In a new study, researchers at the Perelman School of Medicine at the University of Pennsylvania discovered that an autophagy process called CMA (molecular chaperone autophagy) in embryonic stem cells can be used for repair or regeneration.
The human body contains more than 200 special cells. All these cells can differentiate from embryonic stem cells (ESC). Embryonic stem cells continue to renew themselves while maintaining the ability to differentiate into all adult cell types. This condition is called pluripotency. Scientists already know that cell metabolism plays a specific role in this process, but how the internal circuits of cells maintain this state and ultimately determine the fate of stem cells. Whether this is done is still unknown.
This new preclinical study shows for the first time how embryonic stem cells maintain low levels of CMA and promote this self-renewal, manipulating the self-renewal and differentiation of embryonic stem cells to shut them down 2 has revealed two new methods to enhance CMA activity And prevent them from differentiating into specialized cells.
The corresponding author of this article, Dr. Yang Xiaolu, Professor of Cancer Biology at the Perelman School of Medicine at the University of Pennsylvania, said: "For those who want to develop tissue or organ regeneration therapy, this is an interesting discovery in the field of stem cell biology. Two new methods that may manipulate the self-renewal and differentiation of embryonic stem cells: regulated by CMA and CMA. Reasonable intervention or guidance of a metabolite called α-ketoglutarate on these functions may improve regeneration and a medical approach A powerful method of efficiency."
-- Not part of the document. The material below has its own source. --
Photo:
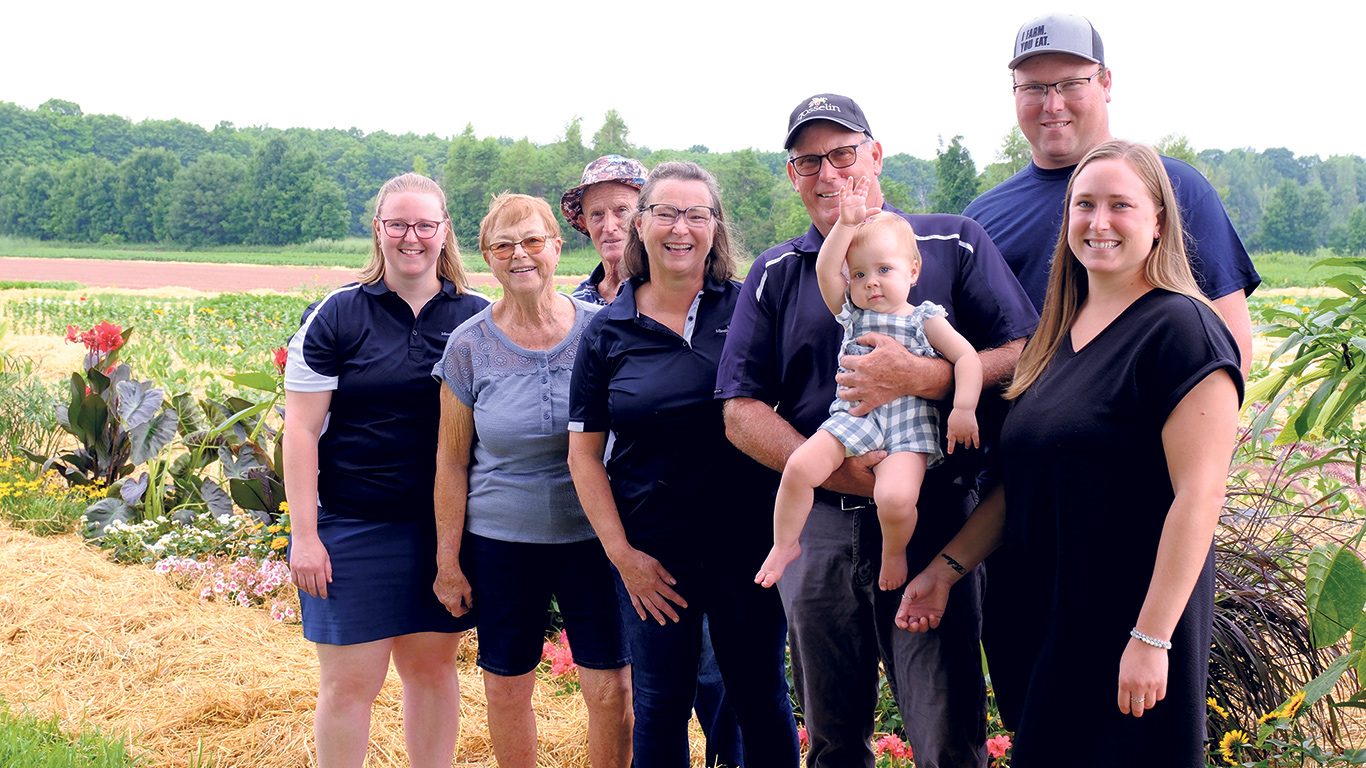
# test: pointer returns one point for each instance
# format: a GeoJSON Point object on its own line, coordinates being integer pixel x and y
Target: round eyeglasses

Autophagy is the most common. This is a feeding mechanism necessary for the survival and operation of organisms. When the cell autophagy, the substance inside the cell is delivered to the liposome. Lysosomes are organelles that help break down these substances. There are several forms of autophagy. However, unlike all other forms present in eukaryotic cells, CMA is unique to mammals. So far, the physiological role of CMA is still unknown. These researchers use mouse embryonic stem cell metabolism and genetic experimental techniques to better understand pluripotency and the major changes that occur during subsequent differentiation. These researchers found that the two basic pluripotent cytokines Oct4 and Sox2 blocked the gene called LAMP2A required for CAMP production, thereby minimizing CMA activity. A protein called lysosomal-associated membrane protein 2 provides instructions. They found that this lowest CMA activity allows embryonic stem cells to maintain high levels of α-ketoglutarate. It is an important metabolite that increases cell pluripotency. For differentiation, the reduction of Oct4 and Sox2 will cause embryonic stem cells to start to up-regulate CMA. The enhanced CMA activity leads to the degradation of key enzymes involved in the production of alpha-ketoglutarate. This reduces the level of α-ketoglutarate and increases the activity of other cells that promote differentiation. These findings indicate that CMA and α-ketoglutarate determine the fate of embryonic stem cells. Embryonic stem cells are often called pluripotent stem cells because they can produce all cell types in the human body except the placenta and umbilical cord. Embryonic stem cells not only provide an excellent system for studying the early development of mammals, but also have great potential in the development of regenerative therapies for the treatment of various human diseases. In the past decade, stem cell-based regenerative medicine therapies have developed rapidly. Studies have shown that damaged heart tissue can be repaired, solid organ transplantation can replace cells, and in some cases can treat neurological diseases.
Yang said: "The newly discovered role of autophagy in embryonic stem cells is the beginning of further research and can guide researchers, doctors and scientists to better treat various diseases."